The damage is largely reversible. Starting to complete cycles, even late, lets the system recover.
The printable: complete the cycle
Print it. Solving the problem isn't finishing the stress.
ALLOSTATIC LOAD · COMPLETE THE CYCLE
The stressor ≠ the stress.
THE PROBLEM
Cycle that never closes → cortisol stays up → damage accumulates.
THE INSIGHT
Solving the problem doesn't discharge the stress in your body.
It's the cumulative physiological damage that accumulates when the stress-recovery cycle doesn't complete. Healthy stress (allostasis) ramps up and then returns to baseline.
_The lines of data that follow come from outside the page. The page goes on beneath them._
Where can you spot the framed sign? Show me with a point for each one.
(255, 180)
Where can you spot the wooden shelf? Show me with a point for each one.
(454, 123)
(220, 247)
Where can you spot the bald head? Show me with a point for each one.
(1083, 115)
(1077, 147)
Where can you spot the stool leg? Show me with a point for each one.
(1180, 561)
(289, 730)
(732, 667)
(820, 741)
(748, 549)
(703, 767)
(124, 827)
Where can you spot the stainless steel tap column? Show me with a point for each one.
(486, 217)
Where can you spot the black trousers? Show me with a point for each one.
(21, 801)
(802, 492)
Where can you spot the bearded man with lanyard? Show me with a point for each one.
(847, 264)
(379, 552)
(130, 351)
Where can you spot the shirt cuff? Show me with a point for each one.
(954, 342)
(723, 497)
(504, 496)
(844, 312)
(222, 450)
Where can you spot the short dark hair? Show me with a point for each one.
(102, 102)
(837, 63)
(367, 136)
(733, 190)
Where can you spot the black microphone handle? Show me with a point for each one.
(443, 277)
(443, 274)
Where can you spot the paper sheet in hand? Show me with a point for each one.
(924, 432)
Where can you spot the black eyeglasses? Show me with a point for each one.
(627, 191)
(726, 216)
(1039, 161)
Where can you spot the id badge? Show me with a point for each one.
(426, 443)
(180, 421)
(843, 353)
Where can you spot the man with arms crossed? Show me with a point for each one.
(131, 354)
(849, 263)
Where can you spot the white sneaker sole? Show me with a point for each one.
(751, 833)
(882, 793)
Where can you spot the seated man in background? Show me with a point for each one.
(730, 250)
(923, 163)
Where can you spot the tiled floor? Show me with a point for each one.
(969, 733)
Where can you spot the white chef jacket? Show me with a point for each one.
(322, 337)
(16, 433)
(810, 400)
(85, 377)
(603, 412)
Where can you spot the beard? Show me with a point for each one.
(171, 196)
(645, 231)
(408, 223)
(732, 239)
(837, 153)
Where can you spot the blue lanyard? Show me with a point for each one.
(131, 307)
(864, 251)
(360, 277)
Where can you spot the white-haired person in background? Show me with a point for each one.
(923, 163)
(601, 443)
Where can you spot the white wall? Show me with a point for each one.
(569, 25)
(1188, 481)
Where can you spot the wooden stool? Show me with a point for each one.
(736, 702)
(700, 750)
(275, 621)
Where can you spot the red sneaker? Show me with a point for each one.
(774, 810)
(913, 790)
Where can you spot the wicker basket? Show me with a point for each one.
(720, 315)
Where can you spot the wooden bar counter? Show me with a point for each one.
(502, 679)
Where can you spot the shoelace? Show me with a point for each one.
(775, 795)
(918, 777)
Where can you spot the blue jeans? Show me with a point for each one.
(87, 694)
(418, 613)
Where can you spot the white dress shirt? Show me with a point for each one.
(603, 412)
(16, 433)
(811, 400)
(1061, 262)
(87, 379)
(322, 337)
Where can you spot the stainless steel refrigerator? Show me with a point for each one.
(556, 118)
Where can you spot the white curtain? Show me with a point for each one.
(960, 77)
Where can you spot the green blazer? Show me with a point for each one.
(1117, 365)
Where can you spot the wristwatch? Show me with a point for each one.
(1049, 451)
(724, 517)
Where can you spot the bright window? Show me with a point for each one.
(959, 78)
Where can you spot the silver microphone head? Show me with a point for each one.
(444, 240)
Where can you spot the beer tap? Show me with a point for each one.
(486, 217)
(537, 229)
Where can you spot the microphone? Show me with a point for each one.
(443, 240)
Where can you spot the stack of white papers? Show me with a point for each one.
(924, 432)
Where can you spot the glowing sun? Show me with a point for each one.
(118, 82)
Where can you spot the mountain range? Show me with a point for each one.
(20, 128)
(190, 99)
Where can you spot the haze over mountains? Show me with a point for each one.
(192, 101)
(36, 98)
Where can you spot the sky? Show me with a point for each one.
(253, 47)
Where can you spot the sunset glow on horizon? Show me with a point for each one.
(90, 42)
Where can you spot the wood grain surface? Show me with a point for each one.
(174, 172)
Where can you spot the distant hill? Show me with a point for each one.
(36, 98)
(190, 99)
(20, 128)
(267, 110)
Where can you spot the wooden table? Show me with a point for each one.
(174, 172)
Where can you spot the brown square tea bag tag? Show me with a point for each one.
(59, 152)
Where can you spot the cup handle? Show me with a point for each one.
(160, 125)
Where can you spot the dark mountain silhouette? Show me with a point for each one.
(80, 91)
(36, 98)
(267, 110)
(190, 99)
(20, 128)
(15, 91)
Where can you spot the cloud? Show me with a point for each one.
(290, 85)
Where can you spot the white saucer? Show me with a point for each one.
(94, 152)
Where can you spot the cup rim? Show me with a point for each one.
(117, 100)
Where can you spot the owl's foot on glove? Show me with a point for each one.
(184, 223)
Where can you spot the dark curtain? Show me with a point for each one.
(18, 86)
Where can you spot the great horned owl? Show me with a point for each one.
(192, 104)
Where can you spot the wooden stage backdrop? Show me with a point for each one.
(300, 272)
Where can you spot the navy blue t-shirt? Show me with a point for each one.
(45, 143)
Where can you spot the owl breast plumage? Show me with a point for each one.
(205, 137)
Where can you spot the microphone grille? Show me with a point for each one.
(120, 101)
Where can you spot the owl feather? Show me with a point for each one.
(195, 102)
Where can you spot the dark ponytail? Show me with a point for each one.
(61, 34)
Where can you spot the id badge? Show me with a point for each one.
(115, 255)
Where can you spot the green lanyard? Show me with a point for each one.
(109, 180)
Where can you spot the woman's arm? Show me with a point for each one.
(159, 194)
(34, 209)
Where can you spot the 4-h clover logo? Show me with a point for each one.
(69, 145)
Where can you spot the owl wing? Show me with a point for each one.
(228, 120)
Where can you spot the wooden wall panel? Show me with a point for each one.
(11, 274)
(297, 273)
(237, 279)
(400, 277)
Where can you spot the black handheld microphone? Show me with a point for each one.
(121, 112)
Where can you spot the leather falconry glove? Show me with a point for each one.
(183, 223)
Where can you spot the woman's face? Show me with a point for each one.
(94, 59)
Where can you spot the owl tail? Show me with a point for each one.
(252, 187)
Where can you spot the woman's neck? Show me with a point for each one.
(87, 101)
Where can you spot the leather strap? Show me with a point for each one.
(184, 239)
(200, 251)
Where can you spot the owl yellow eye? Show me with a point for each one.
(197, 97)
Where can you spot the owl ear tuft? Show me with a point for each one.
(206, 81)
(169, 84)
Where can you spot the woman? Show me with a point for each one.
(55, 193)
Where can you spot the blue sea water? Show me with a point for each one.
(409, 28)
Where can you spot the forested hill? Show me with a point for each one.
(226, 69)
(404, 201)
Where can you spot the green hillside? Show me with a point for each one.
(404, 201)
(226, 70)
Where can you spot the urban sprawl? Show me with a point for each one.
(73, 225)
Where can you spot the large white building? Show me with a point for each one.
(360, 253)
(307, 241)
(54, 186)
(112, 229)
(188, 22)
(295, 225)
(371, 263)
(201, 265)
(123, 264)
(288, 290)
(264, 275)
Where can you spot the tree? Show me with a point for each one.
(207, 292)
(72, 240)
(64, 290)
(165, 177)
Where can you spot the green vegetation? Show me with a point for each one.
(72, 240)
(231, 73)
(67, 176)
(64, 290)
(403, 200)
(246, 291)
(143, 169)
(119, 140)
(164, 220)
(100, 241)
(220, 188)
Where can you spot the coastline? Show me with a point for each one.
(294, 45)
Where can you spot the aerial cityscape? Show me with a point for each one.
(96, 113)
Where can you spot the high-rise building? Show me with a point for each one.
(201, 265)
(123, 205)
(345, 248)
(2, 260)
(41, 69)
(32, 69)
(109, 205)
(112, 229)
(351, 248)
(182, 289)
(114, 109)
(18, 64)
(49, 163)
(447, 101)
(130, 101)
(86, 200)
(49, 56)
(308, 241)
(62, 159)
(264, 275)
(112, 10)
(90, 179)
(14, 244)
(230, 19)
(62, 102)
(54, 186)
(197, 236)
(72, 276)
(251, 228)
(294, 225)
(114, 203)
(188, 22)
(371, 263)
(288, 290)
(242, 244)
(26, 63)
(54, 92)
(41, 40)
When the stressor is chronic and the system never stands down, the load accumulates across organ systems — cardiovascular, metabolic, immune, neurological — shifting the body from adaptive flexibility toward pathological rigidity.
Why doesn't solving my problems make the stress go away?
Because the stressor and the stress are two different things, as Emily and Amelia Nagoski put it. The stressor is the external problem; the stress is the physiological state in your body. You can eliminate the problem and still be carrying the mobilized stress energy — which is why people often crash or stay wired after a deadline passes. The body needs to complete the cycle separately.
How do I complete the stress cycle?
Through the body, not the to-do list. Physical movement, creative expression, laughter, crying, social connection, and breathing exercises all discharge the mobilized energy and signal the body that the threat has passed. Self-care practices, in this light, aren't luxuries — they're allostatic-load-reduction strategies, the mechanism by which the body returns to baseline.